In Wilkie v. Roberts, this Court held that the parent, ... of an unemancipated minor child, injured by the tortious act of another, has a cause of action in his own name for medical, hospital, and related expenditures, indirect economic losses such as income lost by the parent in caring for the child, and for the loss of the child's companionship, society, and services, including personal services to the parent and income which the child might earn for the direct and indirect benefit of the parent.

279 So.2d at 846 (emphasis added). Relying on these prior decisions, numerous commentators 1 and courts 2 have concluded that recovery for the loss of filial consortium is available within this state.

The Government maintains that the decisions in Wilkie and Yordon have been misconstrued and that neither decision authorizes recovery for the loss of a child's companionship and society.
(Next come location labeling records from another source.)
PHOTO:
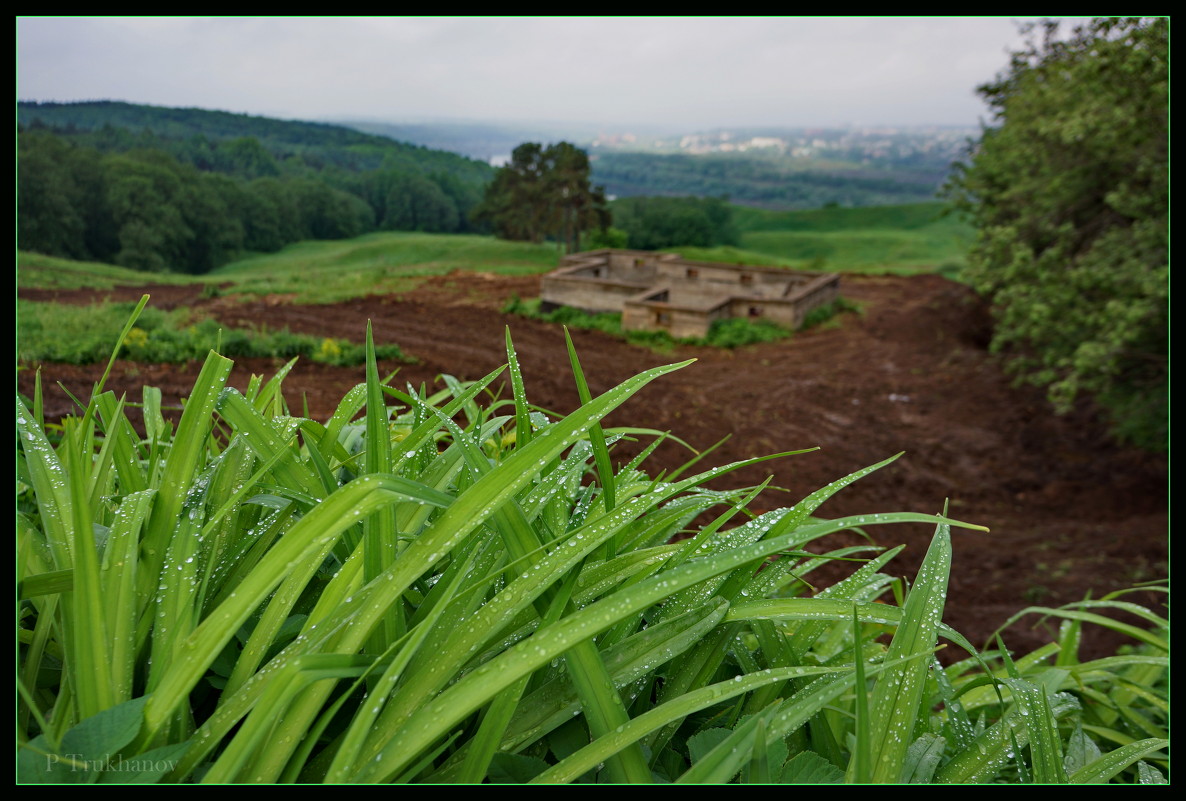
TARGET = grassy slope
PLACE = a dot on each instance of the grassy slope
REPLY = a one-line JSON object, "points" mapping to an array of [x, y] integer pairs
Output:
{"points": [[42, 272], [898, 239], [904, 239], [320, 272]]}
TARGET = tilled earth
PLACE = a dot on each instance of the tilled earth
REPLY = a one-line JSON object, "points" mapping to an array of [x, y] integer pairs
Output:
{"points": [[1070, 510]]}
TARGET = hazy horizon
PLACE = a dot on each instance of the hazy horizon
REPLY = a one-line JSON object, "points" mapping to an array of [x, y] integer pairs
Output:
{"points": [[648, 74]]}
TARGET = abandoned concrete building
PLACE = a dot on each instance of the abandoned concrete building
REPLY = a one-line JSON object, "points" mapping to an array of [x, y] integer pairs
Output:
{"points": [[663, 291]]}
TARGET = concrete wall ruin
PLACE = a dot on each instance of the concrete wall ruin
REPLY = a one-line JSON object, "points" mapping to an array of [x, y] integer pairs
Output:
{"points": [[662, 291]]}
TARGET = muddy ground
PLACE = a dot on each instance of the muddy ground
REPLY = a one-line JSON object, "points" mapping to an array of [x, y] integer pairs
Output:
{"points": [[1070, 510]]}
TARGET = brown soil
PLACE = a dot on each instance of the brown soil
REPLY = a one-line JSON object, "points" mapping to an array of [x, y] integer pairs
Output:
{"points": [[1070, 512]]}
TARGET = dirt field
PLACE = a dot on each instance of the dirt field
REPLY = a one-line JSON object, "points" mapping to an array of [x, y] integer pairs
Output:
{"points": [[1070, 512]]}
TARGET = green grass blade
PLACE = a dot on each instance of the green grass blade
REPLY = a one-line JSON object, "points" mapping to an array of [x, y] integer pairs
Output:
{"points": [[898, 697], [1114, 762]]}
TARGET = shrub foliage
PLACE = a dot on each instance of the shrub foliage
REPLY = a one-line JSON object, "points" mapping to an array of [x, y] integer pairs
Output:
{"points": [[1069, 190]]}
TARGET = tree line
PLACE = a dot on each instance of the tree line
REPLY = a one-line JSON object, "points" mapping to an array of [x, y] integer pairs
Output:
{"points": [[147, 209]]}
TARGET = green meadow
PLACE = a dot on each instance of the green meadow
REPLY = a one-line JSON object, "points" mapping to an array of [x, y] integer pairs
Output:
{"points": [[903, 240]]}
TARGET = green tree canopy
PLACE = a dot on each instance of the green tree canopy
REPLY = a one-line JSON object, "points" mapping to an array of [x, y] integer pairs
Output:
{"points": [[544, 192], [1069, 191]]}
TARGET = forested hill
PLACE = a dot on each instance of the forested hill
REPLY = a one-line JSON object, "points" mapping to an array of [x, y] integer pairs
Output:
{"points": [[187, 133], [186, 190]]}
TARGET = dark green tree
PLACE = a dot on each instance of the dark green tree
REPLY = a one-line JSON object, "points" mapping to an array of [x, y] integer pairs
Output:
{"points": [[544, 192], [1067, 188]]}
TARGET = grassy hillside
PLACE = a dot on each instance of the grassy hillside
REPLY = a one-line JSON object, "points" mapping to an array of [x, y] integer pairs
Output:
{"points": [[36, 271], [904, 239], [325, 272]]}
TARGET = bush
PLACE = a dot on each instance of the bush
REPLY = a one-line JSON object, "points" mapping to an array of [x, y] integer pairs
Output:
{"points": [[1069, 191]]}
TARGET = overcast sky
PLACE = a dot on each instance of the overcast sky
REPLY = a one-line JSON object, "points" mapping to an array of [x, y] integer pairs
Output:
{"points": [[614, 72]]}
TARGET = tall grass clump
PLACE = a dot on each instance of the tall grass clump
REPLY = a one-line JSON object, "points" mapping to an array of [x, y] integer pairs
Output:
{"points": [[441, 587]]}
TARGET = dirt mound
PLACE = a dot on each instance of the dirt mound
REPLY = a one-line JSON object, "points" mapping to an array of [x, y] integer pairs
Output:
{"points": [[1070, 512]]}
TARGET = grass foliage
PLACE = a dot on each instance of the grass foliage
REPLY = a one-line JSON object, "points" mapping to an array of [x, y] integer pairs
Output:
{"points": [[896, 239], [448, 587], [375, 264], [83, 336]]}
We agree that Wilkie can be read as limiting a parent's recovery to the pecuniary losses suffered as a result of a negligent injury to a child. 3 However, even if the law within this state was not clear at the time of the Yordon decision, we read that decision as expanding the common law in this area.

This is a logical conclusion in light of the fact that when our common law rules are in doubt, this Court considers the " 'changes in our social and economic customs and present day conceptions of right and justice.' " Hoffman v. Jones, 280 So.2d 431, 435 (Fla.1973) (quoting Ripley, 61 So.2d at 423). Certainly, in 1973, when this Court set forth the elements of damages that a parent of an injured child is entitled to recover, it was apparent that a child's companionship and society were of far more value to the parent than were the services rendered by the child. Thus, there was an obvious need to recognize this element of damages to fully compensate the parent for the loss suffered because of a negligent injury to the child. The recognition of the loss of companionship element of damages clearly reflects our modern concept of family relationships.

Moreover, even if this Court previously had not expanded the common law to allow recovery for the loss of a negligently injured child's companionship, we would do so now. As was explained in Zorzos v. Rosen, 467 So.2d 305 (Fla.1985), wherein we declined to recognize a cause of action for loss of parental consortium, we are "not precluded from recognizing [such a right of action] simply because the legislature has not acted to create such a right." 467 So.2d at 307. This Court has repeatedly recognized that our common law "must keep pace with changes in our society." Gates v. Foley, 247 So.2d 40, 43 (Fla.1971) (granting wife right of action for loss of husband's consortium); See also Hoffman v. Jones, 280 So.2d 431 (Fla.1973) (replacing rule of contributory negligence with comparative negligence rule); In re T.A.C.P., 609 So.2d 588, 594 (Fla.1992) (adopting the modern definition of death). The common law may be altered when the reason for the rule of law ceases to exist, 4 or when change is demanded by public necessity or required to vindicate fundamental...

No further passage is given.